If I get a Med done once a year, what do sort of tests are in aviation? 



If its once a year I could start a course after passing a med. then I will have like 6 months extra to make sure its out of my system. (3month course / 3 month to get out of system)

----------


## CheddaNips

Test E is 5months i believe. In order to see if your on roids, i think they have to compare test levels with sumthin in your piss so you mite be okay

----------


## qazwsx

> Test E is 5months i believe. In order to see if your on roids, i think they have to compare test levels with sumthin in your piss so you mite be okay


thanks, but bump for more accurate answers.

----------


## Dizz28

is this for the military? I know about Military flight physicals...

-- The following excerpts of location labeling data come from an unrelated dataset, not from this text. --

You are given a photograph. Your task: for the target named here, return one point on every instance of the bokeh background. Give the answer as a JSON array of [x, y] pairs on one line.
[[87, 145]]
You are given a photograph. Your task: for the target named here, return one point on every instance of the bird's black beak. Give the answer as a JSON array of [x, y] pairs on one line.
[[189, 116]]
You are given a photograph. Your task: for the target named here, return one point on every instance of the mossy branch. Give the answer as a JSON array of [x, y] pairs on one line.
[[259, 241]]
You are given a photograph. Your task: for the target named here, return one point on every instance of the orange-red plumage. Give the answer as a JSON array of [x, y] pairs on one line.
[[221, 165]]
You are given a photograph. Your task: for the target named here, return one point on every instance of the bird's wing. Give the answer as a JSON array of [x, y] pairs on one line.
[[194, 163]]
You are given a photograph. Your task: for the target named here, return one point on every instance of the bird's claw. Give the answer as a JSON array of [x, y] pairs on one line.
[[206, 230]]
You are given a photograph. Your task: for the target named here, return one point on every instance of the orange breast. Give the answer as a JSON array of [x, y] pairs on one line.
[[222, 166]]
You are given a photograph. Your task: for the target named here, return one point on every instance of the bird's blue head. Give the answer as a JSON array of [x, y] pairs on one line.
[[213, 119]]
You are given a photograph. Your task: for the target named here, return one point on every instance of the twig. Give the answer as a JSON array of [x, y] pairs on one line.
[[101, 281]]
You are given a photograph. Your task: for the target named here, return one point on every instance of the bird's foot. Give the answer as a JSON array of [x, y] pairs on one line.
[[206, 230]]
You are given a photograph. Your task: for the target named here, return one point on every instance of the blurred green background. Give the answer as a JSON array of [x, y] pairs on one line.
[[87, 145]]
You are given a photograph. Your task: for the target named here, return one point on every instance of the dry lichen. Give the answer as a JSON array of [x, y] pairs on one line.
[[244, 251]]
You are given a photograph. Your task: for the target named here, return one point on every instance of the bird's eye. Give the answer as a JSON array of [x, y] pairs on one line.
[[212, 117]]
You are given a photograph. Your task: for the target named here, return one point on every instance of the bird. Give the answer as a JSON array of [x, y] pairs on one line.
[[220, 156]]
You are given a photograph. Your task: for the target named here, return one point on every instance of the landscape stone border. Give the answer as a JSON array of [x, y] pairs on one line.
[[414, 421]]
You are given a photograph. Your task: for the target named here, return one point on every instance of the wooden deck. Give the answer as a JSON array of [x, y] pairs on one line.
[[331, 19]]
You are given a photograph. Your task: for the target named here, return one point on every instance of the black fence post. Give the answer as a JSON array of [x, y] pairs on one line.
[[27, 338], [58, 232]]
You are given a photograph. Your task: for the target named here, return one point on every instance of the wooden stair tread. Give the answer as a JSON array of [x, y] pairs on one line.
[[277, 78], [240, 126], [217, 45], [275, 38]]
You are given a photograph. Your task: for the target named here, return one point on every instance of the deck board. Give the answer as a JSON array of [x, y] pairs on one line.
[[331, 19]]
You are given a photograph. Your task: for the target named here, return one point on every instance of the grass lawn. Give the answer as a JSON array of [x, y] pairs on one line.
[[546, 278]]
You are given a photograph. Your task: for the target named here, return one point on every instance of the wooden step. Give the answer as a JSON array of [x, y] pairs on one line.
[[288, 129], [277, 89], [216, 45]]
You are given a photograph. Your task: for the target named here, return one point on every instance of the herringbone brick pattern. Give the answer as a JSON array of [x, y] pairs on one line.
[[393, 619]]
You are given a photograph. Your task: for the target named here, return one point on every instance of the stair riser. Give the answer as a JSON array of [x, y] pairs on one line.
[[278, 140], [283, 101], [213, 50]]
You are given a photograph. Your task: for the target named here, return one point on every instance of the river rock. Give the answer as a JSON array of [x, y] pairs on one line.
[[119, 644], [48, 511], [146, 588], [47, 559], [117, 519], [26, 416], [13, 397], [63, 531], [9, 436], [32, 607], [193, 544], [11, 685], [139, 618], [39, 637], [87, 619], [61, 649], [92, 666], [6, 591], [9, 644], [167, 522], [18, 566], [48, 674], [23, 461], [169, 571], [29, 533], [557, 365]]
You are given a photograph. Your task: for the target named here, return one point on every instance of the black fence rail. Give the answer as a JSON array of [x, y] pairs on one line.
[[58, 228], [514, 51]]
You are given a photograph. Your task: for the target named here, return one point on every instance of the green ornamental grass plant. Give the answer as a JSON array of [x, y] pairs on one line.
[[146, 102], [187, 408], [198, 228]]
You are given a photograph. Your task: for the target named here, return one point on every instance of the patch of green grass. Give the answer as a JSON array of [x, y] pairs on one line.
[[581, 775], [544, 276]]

They don't test for steroids ...but they do a complete metabolic panel and if you have elevated liver values or blood cell counts they will do further tests. They also test for rec drugs but that is military wide anyway.

----------


## qazwsx

> is this for the military? I know about Military flight physicals...
> 
> They don't test for steroids...but they do a complete metabolic panel and if you have elevated liver values or blood cell counts they will do further tests. They also test for rec drugs but that is military wide anyway.



hey mate,

I am not going to try out for air force for a few years if i decide to go that direction.

I am just finishing getting my flying license and I will get some sort of drug test before im given a job in an airline. After that it is every 5 years I do believe. (australia)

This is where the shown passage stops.